My opinion is free but YOU get paid for finding it out

There were a couple of TV series a few years back called Grumpy Old Women and Grumpy Old Men.  You didn’t need to be that old to be quoted, just famous.  I have always tended to grumpiness but held myself in check – now I don’t care so much, but would draw the line at being offensive to someone.  I suppose leaving my shopping at the self-checkout at Tesco (see previous blog) is part of that – I would have felt obliged to finish paying before.

I receive a monthly email from YouGov – to quote “YouGov has been acclaimed as the country's most accurate opinion pollster.”  This email is very flatteringly entitled YouGov Opinion Formers survey. Well that is flattering – I am an opinion former! I have been receiving these for years and have filled them in most months. Now that I have more time to do this and think about it, it suddenly occurred to me – they are paid, and well paid, to do this. I am giving my services for free. Why?

I have just seen some market research commissioned by a public agency which was done entirely online – that means that they canvassed the opinion of 2,000 people who had access, ability, interest and time to deal with an online survey – and public policy will be driven by this – not taking into account the millions who are not online, have not the ability, the time or the desire to take part.

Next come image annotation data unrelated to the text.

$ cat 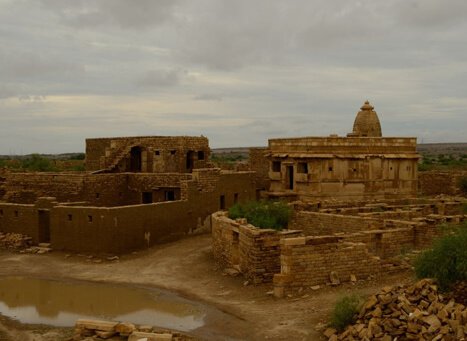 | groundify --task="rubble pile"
[73,319,196,341]
[0,232,32,250]
[449,281,467,306]
[324,279,467,341]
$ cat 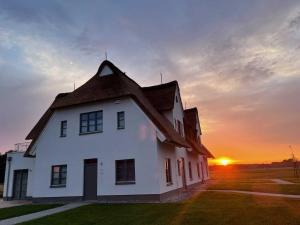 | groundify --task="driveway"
[0,198,31,208]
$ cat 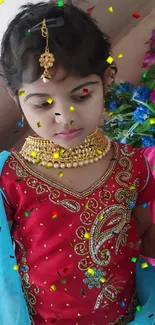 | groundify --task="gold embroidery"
[14,239,37,325]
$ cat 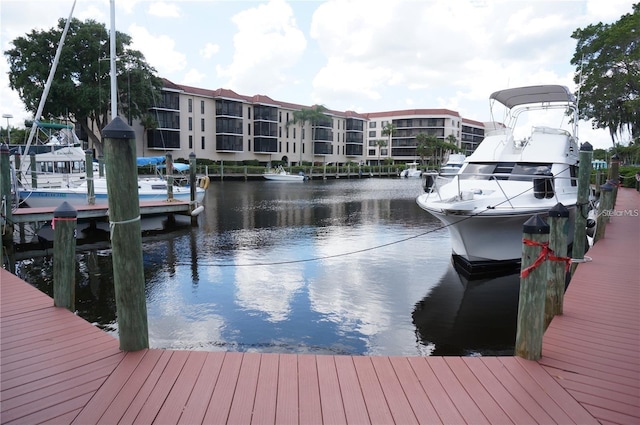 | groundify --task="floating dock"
[0,189,640,424]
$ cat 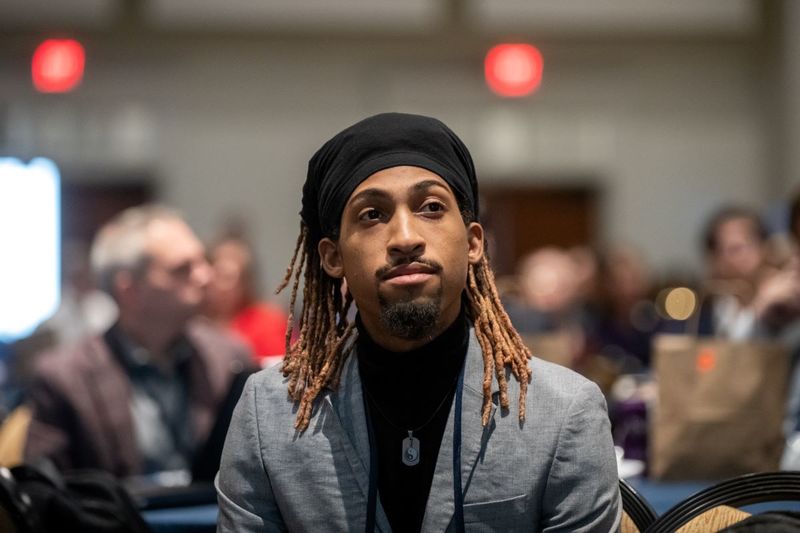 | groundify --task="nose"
[386,210,425,259]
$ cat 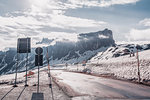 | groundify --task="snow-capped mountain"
[91,44,150,61]
[0,29,115,74]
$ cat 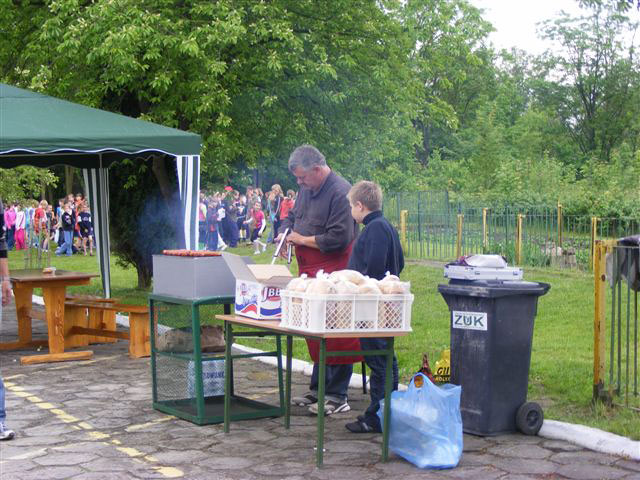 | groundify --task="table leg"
[284,335,293,429]
[42,286,66,353]
[224,322,233,433]
[316,338,327,467]
[13,285,33,345]
[382,337,394,462]
[276,335,284,415]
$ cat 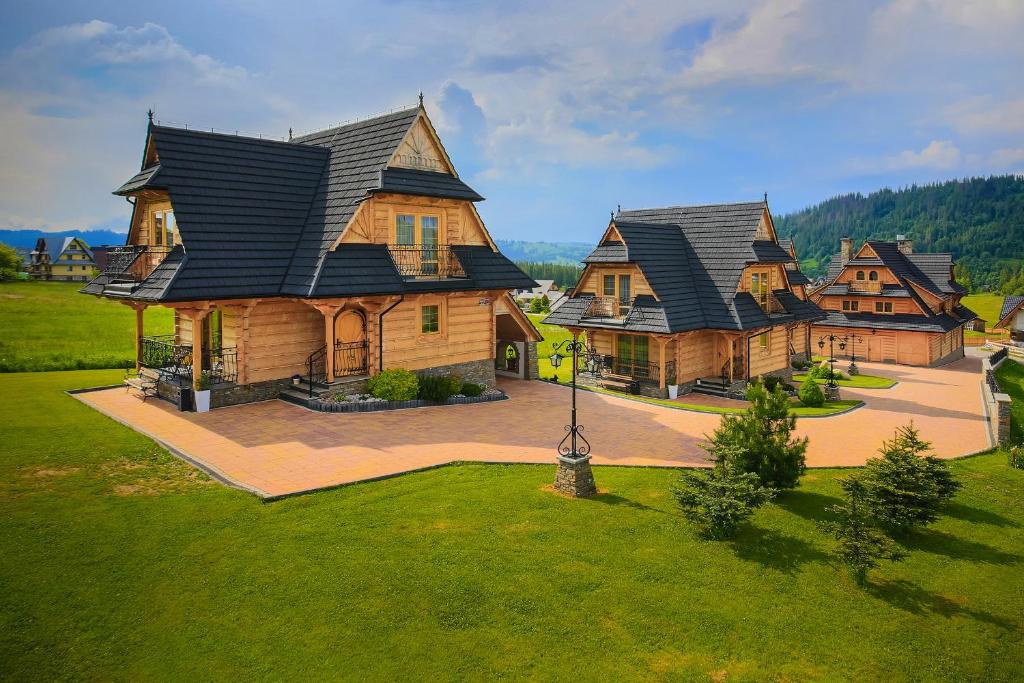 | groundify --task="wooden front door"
[334,310,370,377]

I don’t deny the value of market research although the questions asked and the way they are framed are often carelessly done. But in this case YouGov’s customers (who are commercial as well as political) will manage without this opinion former – it didn’t help that the email was addressed to “Dear Alec...”

Tuesday, 21 October 2014

Blogging has been a little light recently

There are a number of reasons for this - I always have plenty to say but I don't like to write blogs when I am away and have been doing a fair amount of travelling recently. 

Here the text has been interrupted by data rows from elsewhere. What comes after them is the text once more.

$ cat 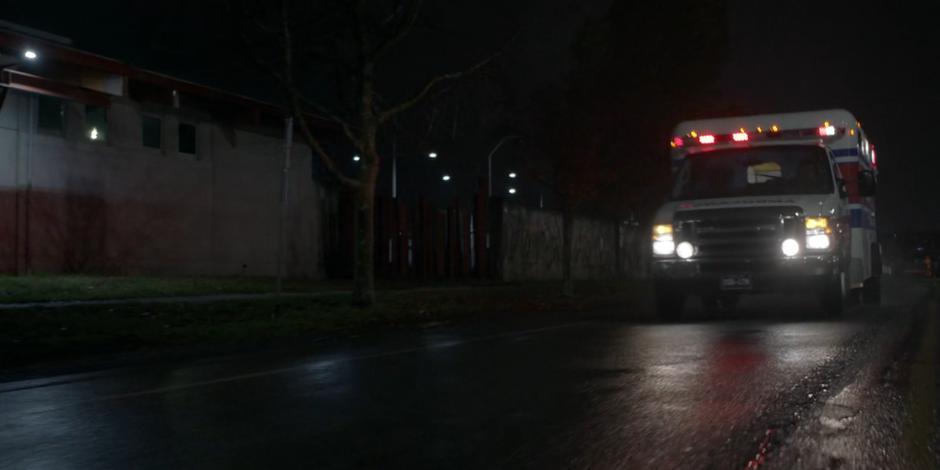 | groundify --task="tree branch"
[379,51,502,123]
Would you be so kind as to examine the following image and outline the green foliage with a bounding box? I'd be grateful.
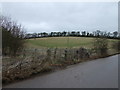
[0,16,24,56]
[93,37,108,56]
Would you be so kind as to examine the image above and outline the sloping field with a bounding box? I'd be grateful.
[26,37,93,48]
[25,37,117,48]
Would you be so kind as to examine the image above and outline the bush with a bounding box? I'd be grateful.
[0,16,25,56]
[93,37,108,56]
[112,40,120,52]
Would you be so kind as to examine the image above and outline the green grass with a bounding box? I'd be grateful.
[25,37,93,48]
[25,37,117,48]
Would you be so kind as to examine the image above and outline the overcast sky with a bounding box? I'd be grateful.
[2,2,118,33]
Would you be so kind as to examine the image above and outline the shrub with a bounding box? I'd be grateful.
[93,37,108,56]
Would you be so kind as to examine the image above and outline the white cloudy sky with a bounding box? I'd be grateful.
[2,2,118,33]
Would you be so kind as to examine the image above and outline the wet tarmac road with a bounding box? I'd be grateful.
[4,55,118,88]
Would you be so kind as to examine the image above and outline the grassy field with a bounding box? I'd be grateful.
[25,37,117,48]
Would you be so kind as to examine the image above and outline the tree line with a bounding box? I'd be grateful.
[25,30,120,39]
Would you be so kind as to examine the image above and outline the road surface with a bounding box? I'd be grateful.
[4,55,118,88]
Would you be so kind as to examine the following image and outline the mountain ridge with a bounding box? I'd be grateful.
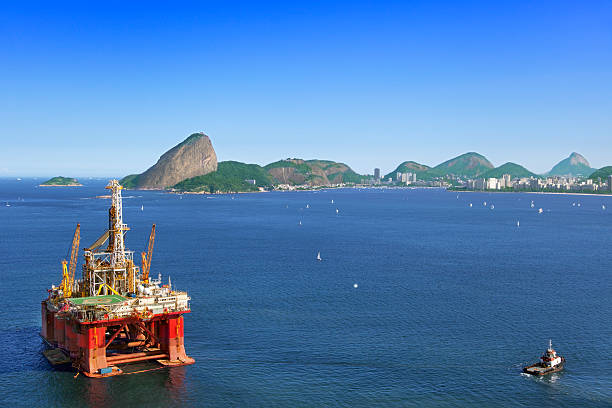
[120,132,217,190]
[546,152,597,177]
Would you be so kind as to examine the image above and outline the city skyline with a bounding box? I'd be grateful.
[0,1,612,177]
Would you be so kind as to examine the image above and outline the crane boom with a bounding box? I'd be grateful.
[60,224,81,298]
[142,224,155,283]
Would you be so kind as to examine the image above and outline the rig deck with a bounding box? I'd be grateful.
[41,180,195,377]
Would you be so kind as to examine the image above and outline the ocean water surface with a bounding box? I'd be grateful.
[0,179,612,407]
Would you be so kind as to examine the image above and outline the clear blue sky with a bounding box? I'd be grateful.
[0,1,612,176]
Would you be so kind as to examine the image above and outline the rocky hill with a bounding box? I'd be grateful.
[264,159,363,186]
[548,152,596,177]
[121,133,217,189]
[384,161,431,179]
[427,152,495,177]
[480,162,538,178]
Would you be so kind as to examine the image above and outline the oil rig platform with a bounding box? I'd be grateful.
[40,180,195,377]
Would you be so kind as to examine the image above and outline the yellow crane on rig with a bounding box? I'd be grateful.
[141,224,155,283]
[60,224,81,298]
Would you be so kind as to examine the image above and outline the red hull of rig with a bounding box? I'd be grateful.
[40,180,195,377]
[41,301,195,377]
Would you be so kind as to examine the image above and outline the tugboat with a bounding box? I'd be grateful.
[523,340,565,375]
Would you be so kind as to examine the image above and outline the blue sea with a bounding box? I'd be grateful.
[0,179,612,407]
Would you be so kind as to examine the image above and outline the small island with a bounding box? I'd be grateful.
[39,176,82,187]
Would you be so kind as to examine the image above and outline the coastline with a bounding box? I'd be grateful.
[38,184,83,187]
[456,190,612,197]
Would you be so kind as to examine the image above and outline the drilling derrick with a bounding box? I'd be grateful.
[141,224,155,283]
[41,180,195,377]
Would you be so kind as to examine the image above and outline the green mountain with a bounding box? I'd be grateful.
[173,161,272,193]
[589,166,612,180]
[384,161,431,180]
[264,159,365,186]
[547,152,596,177]
[426,152,494,177]
[479,162,538,178]
[40,176,82,186]
[120,132,217,190]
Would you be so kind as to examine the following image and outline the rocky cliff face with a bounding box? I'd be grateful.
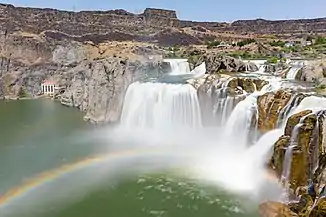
[0,27,161,123]
[0,4,326,46]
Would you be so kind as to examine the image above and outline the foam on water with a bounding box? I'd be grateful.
[164,59,190,75]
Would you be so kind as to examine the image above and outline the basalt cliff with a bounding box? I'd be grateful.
[0,4,326,45]
[0,4,326,122]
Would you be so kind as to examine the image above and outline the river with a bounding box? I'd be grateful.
[0,100,257,217]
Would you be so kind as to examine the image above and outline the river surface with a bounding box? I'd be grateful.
[0,100,257,217]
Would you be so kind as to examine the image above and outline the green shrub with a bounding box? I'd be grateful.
[315,36,326,44]
[269,41,286,47]
[18,87,28,98]
[267,57,278,64]
[205,40,221,49]
[237,38,256,47]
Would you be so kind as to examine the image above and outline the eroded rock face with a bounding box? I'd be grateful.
[188,74,267,125]
[272,110,324,190]
[0,38,162,123]
[257,90,291,133]
[259,202,299,217]
[188,52,248,74]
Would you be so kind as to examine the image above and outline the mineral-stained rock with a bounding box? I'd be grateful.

Secondly and more importantly, I haven't been able to decide what to write about. This sounds a bit pathetic but the news over the past few months has been relentlessly awful - from the Middle East to the Ukraine (except who hears about what is going on there now) from Ebola to politics in Africa.  It has either been too awful and/or too complex to write about and conversely everything else has been too trivial so I have been seated at my computer, stymied.

Just today the news is awash with the sentencing of Pistorius in South Africa. A beautiful young woman was killed by a well-known and complicated man - she is one of many people who have been killed in South Africa (most of whom are not beautiful, young and blonde) and while this is a horrific personal tragedy for her family - did this warrant wall to wall coverage?  Is this the modern electronic version of the rabble gathering to watch a hanging?

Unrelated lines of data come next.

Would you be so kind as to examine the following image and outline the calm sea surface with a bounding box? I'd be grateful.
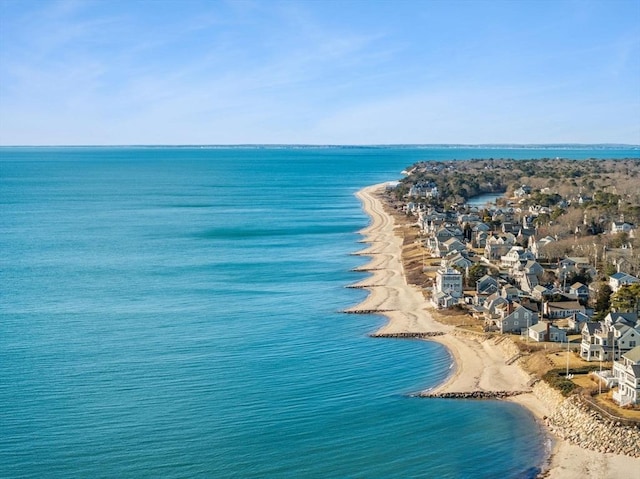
[0,148,638,478]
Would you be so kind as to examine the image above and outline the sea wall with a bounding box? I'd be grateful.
[533,381,640,457]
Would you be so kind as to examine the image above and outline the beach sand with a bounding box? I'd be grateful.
[351,184,640,479]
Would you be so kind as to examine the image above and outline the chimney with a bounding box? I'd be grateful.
[545,321,551,341]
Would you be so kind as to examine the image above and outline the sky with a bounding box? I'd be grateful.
[0,0,640,145]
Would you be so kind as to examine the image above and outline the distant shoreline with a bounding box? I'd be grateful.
[349,183,640,479]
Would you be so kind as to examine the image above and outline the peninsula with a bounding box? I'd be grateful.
[347,160,640,479]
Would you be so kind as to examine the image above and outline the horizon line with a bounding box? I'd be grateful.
[0,143,640,149]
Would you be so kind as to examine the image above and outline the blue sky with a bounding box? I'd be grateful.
[0,0,640,145]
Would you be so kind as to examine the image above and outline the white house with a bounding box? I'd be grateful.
[611,221,633,234]
[609,273,640,293]
[431,261,463,308]
[528,321,567,343]
[613,346,640,406]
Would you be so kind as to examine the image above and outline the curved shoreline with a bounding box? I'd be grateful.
[347,183,640,479]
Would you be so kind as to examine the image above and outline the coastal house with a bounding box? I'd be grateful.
[580,321,605,361]
[513,185,531,198]
[447,250,473,270]
[531,284,552,301]
[484,293,509,319]
[569,282,589,301]
[431,261,463,308]
[476,274,499,296]
[603,311,640,327]
[529,236,555,259]
[611,221,634,234]
[609,273,640,293]
[567,313,591,332]
[580,321,640,361]
[613,346,640,406]
[500,284,520,301]
[484,235,516,261]
[528,321,567,343]
[500,246,535,269]
[495,303,538,334]
[434,227,464,243]
[543,300,586,319]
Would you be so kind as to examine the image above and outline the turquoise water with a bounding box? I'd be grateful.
[0,148,637,478]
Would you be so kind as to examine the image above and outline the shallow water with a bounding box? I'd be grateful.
[0,148,630,478]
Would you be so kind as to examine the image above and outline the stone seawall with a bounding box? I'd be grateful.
[533,381,640,457]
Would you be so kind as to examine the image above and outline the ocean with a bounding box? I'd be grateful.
[0,147,638,478]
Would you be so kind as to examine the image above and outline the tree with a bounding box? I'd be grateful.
[611,283,640,313]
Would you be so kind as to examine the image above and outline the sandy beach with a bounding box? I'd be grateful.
[351,184,640,479]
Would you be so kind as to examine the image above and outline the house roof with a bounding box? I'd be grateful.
[529,323,547,333]
[622,346,640,363]
[611,273,640,282]
[582,321,602,334]
[548,301,584,309]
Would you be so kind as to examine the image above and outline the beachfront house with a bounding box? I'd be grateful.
[569,282,589,301]
[495,303,538,334]
[431,261,463,308]
[528,321,567,343]
[609,273,640,293]
[476,274,499,296]
[580,321,640,361]
[543,300,586,319]
[613,346,640,406]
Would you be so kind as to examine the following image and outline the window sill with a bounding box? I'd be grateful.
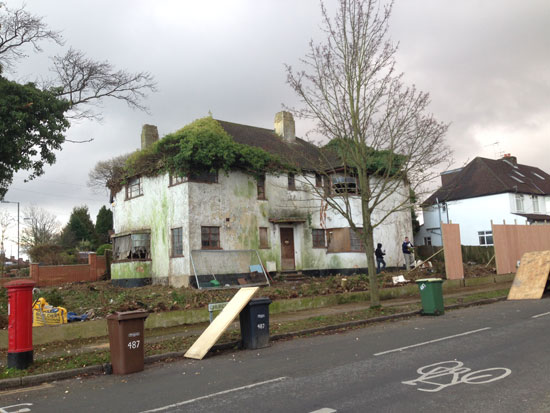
[124,194,144,201]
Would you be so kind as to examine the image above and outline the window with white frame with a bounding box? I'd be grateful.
[531,195,540,212]
[477,231,493,246]
[516,194,524,212]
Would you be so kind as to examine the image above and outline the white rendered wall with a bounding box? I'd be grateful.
[415,193,532,246]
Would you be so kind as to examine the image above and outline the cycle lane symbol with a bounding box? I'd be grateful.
[401,360,512,392]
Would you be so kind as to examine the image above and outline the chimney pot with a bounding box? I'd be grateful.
[275,111,296,143]
[141,125,159,149]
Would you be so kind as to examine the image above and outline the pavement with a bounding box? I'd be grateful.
[0,282,511,390]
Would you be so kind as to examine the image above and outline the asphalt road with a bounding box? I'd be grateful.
[0,298,550,413]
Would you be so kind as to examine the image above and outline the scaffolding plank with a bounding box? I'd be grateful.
[508,251,550,300]
[185,287,260,360]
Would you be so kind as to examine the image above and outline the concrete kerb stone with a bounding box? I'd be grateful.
[0,297,506,391]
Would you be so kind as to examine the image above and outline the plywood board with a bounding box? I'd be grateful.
[185,287,260,360]
[508,251,550,300]
[441,223,464,280]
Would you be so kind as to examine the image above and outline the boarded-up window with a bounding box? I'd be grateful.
[311,229,326,248]
[126,177,143,199]
[349,228,365,251]
[327,228,365,252]
[260,227,269,248]
[170,174,185,186]
[315,174,323,188]
[257,175,266,199]
[288,173,296,191]
[171,227,183,257]
[113,233,151,261]
[201,227,220,250]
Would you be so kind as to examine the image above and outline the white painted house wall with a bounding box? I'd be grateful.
[113,172,412,286]
[415,193,550,246]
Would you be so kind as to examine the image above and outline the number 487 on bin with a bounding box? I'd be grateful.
[128,340,140,350]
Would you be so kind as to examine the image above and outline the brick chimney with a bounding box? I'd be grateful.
[501,153,518,166]
[275,111,296,143]
[141,125,159,149]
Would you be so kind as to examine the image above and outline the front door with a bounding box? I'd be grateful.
[281,228,295,271]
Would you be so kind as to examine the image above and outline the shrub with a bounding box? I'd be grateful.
[96,244,113,255]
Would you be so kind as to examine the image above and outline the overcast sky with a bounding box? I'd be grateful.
[0,0,550,255]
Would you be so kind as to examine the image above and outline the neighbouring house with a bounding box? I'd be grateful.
[111,112,412,286]
[415,155,550,246]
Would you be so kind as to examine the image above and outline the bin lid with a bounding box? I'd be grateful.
[248,297,271,305]
[107,310,149,321]
[416,278,443,283]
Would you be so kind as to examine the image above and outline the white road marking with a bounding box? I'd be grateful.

There are a number of reasons for this - I always have plenty to say but I don't like to write blogs when I am away and have been doing a fair amount of travelling recently. 

There is a war in the Ukraine - I haven't seen anything on the news channels recently but it rages on.  And then there is Ebola.  I heard someone from the Centre for Disease Control in the USA interviewed on the BBC World Service a couple of weeks ago - his opinion then was that screening in the USA was probably a waste of time and resources but the government was responding to "Don't just stand there, do something".  Of course, until white Western people took ill there wasn't much interest.  There still seems to be little interest from the countries of the world - some, including the UK and USA, have sent significant resources but last I heard $100 million had been pledged out of $1 billion asked for by the UN.

I mentioned Africa – in Zimbabwe the wife of President Mugabe, Grace, was recently awarded a PhD - not an honorary one but the sort you study for seven plus years for. She apparently acquired this after only four months and without publishing a thesis or being independently reviewed. Wow!  She is now heading the women's group of the ZANU(PF) party -  read The extraordinary political rise of Dr Grace Mugabe – is she going the way of Eva Peron and is this the next President?

If you are still reading this now you will have a flavour of just a few of the awfulnesses of the past few months - at the moment I can't bring myself to write about the upsurge of anti-Semitism in Europe and how that makes me feel.